Humans Are Bad At
A particular phrase has risen in frequency in the last decade or so. It pops up various permutations in tech talks aimed at the general public and in pop-science publications and other TedX-parallel venues. It starts:
“Humans are bad at …”
The speaker then almost invariably goes onto describe some area where machines or machine learning can (or, more often should) outperform humans, like driving.
Some of these articles are just useful reminders of human biases, e.g our tendency toward unrrealistic optimism, or our over-estimation of our ability to spot deception.
But the overall impression given by pieces featuring this phrase is that they are attempting to browbeat humans (not those in the writer/speaker’s direct audience, but the other humans they all know) into accepting their inferiority in some domain and ceding control of the sphere in question to some other entity (in the case of self-driving cars, to robots).

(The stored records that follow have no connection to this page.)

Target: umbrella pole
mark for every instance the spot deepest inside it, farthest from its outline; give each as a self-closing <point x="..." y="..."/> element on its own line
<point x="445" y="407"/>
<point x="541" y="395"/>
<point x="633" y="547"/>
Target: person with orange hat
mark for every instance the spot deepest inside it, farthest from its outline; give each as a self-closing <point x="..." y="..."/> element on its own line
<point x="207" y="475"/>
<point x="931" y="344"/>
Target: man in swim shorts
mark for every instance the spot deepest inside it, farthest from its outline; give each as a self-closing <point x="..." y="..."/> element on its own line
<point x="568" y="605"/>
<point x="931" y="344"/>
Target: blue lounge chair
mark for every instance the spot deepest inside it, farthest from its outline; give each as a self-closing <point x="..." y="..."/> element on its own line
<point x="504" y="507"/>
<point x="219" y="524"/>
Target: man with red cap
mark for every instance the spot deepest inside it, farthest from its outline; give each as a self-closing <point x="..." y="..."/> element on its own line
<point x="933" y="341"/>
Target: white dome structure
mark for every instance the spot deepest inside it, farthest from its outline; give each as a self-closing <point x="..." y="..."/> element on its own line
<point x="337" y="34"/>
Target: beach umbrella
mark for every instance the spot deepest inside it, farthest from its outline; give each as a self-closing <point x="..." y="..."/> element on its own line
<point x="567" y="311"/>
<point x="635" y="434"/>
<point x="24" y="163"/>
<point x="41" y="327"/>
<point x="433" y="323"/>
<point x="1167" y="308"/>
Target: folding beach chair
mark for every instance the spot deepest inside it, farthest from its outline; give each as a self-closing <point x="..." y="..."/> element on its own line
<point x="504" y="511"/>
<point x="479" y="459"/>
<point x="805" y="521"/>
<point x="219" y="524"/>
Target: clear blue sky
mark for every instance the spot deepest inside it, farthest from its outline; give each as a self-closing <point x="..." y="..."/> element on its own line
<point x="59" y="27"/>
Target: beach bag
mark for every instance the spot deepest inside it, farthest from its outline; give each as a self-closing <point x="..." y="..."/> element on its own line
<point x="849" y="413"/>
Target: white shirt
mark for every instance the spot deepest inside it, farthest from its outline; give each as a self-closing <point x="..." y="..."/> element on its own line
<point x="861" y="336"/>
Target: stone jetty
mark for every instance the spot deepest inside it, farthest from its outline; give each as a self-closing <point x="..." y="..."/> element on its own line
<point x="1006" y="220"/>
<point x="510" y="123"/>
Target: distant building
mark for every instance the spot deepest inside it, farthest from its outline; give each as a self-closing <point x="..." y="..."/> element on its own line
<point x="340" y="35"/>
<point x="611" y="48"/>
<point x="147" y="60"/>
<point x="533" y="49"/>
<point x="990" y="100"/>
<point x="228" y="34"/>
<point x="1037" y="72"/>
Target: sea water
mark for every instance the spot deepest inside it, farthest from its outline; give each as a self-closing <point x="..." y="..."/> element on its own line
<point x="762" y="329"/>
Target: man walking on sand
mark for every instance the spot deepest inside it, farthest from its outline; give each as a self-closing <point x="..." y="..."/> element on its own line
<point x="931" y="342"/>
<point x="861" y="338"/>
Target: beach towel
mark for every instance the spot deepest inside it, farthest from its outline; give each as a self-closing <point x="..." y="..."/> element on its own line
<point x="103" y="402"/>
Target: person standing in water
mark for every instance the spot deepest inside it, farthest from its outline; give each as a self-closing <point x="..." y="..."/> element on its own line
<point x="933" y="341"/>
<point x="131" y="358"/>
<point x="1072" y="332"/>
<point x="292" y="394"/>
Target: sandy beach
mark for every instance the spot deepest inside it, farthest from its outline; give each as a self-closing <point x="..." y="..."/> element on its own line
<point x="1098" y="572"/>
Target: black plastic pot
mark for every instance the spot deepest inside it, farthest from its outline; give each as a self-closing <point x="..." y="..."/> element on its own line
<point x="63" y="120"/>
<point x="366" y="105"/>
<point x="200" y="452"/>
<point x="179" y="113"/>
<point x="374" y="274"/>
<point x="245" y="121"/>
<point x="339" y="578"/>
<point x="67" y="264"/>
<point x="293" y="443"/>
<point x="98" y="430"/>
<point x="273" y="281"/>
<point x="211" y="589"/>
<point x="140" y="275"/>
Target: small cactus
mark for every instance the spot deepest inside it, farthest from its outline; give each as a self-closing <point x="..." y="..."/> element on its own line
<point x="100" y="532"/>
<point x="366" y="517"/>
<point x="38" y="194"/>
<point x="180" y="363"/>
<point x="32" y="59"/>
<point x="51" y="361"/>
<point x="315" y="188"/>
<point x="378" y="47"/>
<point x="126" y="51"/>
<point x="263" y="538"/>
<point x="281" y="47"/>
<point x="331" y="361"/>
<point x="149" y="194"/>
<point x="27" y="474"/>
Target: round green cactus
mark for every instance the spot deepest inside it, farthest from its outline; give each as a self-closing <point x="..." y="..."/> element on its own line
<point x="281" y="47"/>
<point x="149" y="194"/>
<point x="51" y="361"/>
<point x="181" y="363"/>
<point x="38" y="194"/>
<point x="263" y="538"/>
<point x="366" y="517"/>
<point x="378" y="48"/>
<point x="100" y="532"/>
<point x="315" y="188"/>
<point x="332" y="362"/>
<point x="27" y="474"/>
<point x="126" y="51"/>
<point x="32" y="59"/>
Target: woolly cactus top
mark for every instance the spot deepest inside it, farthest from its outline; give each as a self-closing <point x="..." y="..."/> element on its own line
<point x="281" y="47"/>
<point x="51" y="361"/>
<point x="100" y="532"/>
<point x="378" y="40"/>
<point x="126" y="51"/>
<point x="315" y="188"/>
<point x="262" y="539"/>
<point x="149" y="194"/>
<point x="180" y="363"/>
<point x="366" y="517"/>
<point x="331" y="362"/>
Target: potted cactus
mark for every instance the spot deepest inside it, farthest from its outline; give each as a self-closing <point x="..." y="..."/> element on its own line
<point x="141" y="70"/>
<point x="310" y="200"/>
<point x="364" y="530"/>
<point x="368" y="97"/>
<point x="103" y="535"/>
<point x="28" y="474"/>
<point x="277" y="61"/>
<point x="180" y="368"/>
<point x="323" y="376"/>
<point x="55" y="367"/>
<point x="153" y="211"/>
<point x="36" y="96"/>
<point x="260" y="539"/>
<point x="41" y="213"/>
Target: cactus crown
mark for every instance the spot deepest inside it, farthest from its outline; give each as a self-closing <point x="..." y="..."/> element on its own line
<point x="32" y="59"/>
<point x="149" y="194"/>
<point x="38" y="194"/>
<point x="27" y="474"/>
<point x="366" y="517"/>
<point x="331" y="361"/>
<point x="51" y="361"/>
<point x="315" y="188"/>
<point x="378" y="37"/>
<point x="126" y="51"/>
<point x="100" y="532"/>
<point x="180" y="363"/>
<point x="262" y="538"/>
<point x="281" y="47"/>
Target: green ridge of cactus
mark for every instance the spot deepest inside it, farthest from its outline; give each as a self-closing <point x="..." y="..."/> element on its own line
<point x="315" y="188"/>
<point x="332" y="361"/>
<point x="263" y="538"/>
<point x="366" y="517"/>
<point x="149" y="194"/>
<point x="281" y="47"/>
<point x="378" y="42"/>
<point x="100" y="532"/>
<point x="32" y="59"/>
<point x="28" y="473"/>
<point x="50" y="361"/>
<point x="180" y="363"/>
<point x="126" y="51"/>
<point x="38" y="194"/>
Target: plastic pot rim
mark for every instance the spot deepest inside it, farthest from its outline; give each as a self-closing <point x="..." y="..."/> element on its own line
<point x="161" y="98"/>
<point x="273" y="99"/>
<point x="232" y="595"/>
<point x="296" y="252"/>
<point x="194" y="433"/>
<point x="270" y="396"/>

But humans are not bad at most tasks, they just execute according to human priorities. The Humans Are Bad At camp wants humans to cede their individual autonomy to either
- A cabal of other humans, who have their own biases and different (usually elite) priorities. In addition to reducing modal and aggregate agency, this shift to oligarchy attenuates the market benefits of mass individual decision-making.
or
- Some algorithm designed by humans with their implicit biases (see 1 above) with unpredicable failure modes and which may or may not remain aligned with human goals.
In many cases, the proposed transfer of control to an ostensibly rational and impartial algorithm is merely a cover for a takeover by a different—usually elite and tech-savvy—group of humans. There is no AI. So if you cede your agency in some domain to an external actor, it will be another human. Who is also probably “Bad At”.
Pictured here: bad at driving Nicole Ottawa & Oliver Meckes / Eye of Science
The purpose of human activity is to serve human ends, as defined by the actor. Before assessing what humans are “bad” at, we must determine their incentives and goals, and develop adequate benchmarks. Driving is more than getting from point A to point B.
Mother Brain does not exist. The question is: “how do we reach human-human goal alignment?”